The family suggests that any memorial contributions be made to the Contra Costa Community College — Eunsoon Jun Scholarship Fund.

She seems like she was so intelligent and accomplished and full of life. A beautiful soul whose life was taken too soon by a horrific serial killer.

RIP Eunsoon. :rose:
 
I remember reading in the beginning about Eunsoon's friend calling looking for her friend that did not arrive for lunch. Has anyone run across her name? Does anyone know much about the Star Trek themed wedding? Who was there?
 
[h=1]How a mummified body helped unravel the Allenstown murders[/h]
BOSTON - New England's Unsolved's Bob Ward traveled to an undisclosed location out of state, to talk to the retired investigator who finally caught Terry Rasmussen: the serial killer behind the Allenstown, New Hampshire murders. A woman and three children who were found in those barrels.

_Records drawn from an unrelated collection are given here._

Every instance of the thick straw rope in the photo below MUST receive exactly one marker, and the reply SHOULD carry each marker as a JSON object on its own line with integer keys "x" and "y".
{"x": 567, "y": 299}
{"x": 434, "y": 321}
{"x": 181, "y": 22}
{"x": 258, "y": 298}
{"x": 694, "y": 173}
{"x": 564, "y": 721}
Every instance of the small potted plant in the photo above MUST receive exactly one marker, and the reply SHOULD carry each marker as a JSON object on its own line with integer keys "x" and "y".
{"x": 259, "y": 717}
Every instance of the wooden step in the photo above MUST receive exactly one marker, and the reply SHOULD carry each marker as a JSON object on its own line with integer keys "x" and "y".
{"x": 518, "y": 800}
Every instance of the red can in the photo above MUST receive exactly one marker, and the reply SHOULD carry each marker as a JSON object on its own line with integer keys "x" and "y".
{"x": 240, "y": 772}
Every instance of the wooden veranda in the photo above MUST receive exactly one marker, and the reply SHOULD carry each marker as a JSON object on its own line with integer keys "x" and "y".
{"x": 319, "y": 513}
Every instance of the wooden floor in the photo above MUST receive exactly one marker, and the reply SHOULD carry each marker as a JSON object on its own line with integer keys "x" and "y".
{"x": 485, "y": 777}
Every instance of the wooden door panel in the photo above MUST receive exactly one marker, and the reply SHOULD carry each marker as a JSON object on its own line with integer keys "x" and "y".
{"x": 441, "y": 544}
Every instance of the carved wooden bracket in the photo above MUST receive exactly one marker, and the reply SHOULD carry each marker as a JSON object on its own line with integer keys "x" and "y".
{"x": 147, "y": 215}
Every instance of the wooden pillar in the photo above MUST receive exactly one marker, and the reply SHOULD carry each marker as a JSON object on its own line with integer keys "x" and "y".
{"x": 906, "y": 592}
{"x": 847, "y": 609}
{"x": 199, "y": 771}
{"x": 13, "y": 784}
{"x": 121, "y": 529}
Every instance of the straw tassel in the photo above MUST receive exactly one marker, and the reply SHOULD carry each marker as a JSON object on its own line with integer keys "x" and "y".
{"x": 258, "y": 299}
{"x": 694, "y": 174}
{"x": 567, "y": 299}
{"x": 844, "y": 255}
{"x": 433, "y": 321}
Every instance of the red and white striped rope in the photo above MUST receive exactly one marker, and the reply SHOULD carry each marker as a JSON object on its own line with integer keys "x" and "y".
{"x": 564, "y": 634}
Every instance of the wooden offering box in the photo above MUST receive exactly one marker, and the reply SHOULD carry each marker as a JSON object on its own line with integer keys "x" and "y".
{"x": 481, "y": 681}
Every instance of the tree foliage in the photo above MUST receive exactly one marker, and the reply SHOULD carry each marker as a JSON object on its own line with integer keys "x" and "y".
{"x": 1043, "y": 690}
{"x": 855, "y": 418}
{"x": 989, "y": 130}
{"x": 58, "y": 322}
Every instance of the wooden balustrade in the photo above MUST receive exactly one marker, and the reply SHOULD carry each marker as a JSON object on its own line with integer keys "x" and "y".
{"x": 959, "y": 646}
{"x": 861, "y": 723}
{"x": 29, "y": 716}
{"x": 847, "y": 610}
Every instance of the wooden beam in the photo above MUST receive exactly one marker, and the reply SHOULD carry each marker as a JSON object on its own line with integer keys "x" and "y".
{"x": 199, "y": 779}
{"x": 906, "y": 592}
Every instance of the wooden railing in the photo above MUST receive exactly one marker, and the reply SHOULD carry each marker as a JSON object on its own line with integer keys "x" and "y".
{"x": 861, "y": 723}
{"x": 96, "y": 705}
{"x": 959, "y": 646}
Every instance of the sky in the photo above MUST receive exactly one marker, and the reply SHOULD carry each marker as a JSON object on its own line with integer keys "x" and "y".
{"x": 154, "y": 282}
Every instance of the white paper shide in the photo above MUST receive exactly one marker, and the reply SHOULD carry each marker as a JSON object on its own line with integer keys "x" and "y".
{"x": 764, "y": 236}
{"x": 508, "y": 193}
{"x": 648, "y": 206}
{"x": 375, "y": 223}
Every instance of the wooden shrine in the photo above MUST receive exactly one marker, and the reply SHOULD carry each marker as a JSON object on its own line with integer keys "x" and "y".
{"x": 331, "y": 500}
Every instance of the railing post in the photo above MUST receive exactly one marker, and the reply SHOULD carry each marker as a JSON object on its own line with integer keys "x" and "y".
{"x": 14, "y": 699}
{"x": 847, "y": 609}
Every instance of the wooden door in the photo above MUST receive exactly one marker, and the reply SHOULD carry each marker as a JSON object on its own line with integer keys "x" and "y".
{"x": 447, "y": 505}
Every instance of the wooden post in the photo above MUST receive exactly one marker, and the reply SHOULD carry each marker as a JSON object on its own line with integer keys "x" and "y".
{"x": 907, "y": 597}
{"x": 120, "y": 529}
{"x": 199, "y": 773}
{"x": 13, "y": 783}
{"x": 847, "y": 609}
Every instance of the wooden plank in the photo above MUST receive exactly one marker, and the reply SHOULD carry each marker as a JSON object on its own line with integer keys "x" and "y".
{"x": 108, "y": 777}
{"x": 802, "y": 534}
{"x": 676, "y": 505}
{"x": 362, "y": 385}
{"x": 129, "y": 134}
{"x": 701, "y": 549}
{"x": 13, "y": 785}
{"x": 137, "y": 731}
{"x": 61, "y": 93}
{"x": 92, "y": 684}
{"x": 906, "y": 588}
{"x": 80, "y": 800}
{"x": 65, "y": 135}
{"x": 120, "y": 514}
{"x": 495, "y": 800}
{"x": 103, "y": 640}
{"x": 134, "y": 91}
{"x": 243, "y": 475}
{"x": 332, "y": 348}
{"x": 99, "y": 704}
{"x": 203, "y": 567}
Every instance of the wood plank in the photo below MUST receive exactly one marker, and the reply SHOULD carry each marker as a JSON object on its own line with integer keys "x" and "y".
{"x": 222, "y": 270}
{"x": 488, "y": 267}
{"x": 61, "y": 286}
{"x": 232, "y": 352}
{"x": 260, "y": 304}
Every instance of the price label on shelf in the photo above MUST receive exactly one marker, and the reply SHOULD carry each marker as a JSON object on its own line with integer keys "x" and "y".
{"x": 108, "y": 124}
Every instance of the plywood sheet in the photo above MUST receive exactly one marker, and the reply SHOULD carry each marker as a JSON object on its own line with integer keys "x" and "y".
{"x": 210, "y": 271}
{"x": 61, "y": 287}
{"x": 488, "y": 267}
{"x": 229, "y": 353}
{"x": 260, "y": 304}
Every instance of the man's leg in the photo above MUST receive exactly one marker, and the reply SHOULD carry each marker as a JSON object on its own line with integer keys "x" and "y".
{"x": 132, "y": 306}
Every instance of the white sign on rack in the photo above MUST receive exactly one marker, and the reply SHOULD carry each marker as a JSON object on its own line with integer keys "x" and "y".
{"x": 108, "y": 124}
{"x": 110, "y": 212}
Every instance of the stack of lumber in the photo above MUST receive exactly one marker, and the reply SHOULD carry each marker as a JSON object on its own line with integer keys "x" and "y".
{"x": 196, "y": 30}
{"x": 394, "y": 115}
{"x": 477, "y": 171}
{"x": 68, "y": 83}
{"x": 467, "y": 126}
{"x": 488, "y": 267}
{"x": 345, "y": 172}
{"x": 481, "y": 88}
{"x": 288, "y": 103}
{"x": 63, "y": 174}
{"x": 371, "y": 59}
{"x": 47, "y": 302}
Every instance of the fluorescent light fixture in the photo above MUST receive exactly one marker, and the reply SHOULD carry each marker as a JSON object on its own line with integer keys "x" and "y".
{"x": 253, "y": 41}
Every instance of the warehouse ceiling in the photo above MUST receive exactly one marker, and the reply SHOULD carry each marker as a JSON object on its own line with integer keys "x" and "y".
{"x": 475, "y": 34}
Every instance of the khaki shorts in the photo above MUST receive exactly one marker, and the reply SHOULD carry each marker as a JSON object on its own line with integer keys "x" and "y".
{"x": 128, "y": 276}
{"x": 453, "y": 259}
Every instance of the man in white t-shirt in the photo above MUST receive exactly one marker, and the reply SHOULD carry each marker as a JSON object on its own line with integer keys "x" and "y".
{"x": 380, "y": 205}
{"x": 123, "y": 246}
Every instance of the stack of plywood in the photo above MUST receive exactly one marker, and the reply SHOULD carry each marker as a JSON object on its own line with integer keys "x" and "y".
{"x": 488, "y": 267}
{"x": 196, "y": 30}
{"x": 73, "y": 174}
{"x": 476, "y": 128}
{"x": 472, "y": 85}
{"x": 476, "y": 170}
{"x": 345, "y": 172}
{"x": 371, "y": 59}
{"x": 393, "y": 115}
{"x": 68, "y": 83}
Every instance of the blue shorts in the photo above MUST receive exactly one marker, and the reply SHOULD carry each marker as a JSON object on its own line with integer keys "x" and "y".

They're identities are still unknown.

But a mummified body, found in cat litter in a California crawl space helped unravel the mystery.
Ward spoke with retired Contra Costa County homicide detective Roxane Gruenheid. In 2002, she was investigating the disappearance of Eunsoon Jun.Jun was the common-law wife of Larry Vanner, and had been missing for four months. They brought Vanner in for questioning. Vanner told investigators Jun suffered an emotional breakdown and was being treated out of state.
Roxane and another detective searched the home Rasmussen shared with Eunsoon Jun in Richmond, California. They soon made a disturbing discovery in the garage.

“There was this mound of kitty litter. But through the kitty litter were electrical cords and wires, there were power tools around and lighting hung up."

Crime scene services investigators dug through the kitty litter.

They found Eunsoon Jun.
"The thing that came out first was what appeared to be mummified foot, with a flip flop on it," Gruenheid said.

Gruenheid told Ward Eunsoon Jun suffered blunt force trauma, the same fate as all four Allenstown victims.
Roxane Gruenheid says she will never forget this case or the chilling conversation she had with this mysterious killer.
"I said, 'Where are you from?' He stopped, just stopped what he was saying, and he was sitting next to me and he leaned in closer to me, like, in my personal space, in a threatening, like a presence, and he looks at me and he goes, 'That’s none of your God-damned business'."